En 2017, Lanzmann présente une série de quatre documentaires, tous issus des entretiens qu'il a menés pendant les années 70 pour la réalisation de son œuvre monument Shoah.

Il choisit quatre récits de femmes qui ont vécu la déportation. Ruth Elias, Ada Lichtman, Paula Biren, Hanna Marton ont été déportées pendant la seconde guerre mondiale parce qu'elles étaient juives. Ruth, 19 ans, vivait en Tchécoslovaquie, Paula Biren, 17 ans, vivait dans le ghetto de Lodz en Pologne, Hanna Marton vivait à Budapest, Ada Lichtman, vivait à Wieliczka où tous les hommes furent fusillés.

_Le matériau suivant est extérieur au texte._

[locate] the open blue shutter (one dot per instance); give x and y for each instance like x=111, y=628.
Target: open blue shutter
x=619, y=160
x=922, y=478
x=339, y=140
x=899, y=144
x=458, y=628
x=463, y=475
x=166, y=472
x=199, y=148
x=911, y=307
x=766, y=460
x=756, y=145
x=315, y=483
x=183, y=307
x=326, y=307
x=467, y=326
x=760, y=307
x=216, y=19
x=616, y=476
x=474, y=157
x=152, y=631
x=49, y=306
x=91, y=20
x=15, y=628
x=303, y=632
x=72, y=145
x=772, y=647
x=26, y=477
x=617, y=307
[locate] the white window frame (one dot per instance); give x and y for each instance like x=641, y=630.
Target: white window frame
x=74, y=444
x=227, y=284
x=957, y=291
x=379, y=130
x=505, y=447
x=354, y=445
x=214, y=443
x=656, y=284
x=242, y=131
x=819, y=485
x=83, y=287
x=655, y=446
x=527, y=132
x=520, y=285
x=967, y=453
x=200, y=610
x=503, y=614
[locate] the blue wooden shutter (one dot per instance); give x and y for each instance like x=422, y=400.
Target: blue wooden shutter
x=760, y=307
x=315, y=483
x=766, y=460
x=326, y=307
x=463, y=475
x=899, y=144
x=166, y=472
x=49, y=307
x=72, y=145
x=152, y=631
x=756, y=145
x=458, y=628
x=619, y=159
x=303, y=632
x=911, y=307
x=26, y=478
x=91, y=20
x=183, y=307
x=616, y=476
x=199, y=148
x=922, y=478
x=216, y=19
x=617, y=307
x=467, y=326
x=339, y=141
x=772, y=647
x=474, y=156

Ce qu'elles ont vécues, de façons tout à la fois différentes et terriblement semblables, démontrent et confirment les procédés mis en place par l'Allemagne nazie pour exterminer les juifs.

Chaque témoignage a son film propre : Le serment d'Hypocrate pour Ruth Elias, enceinte lors de sa déportation, Baluty pour Paula Biren, membre de la police juive avant d'être déportée à Auschwitz, La puce Joyeuse pour Ada Litchman qui participa à la révolte du camp de Sodibor, L'arche de Noé pour Hanna Marton qui fit partie des 1684 juifs "achetés" et "sauvés" par Rudolf Kastner.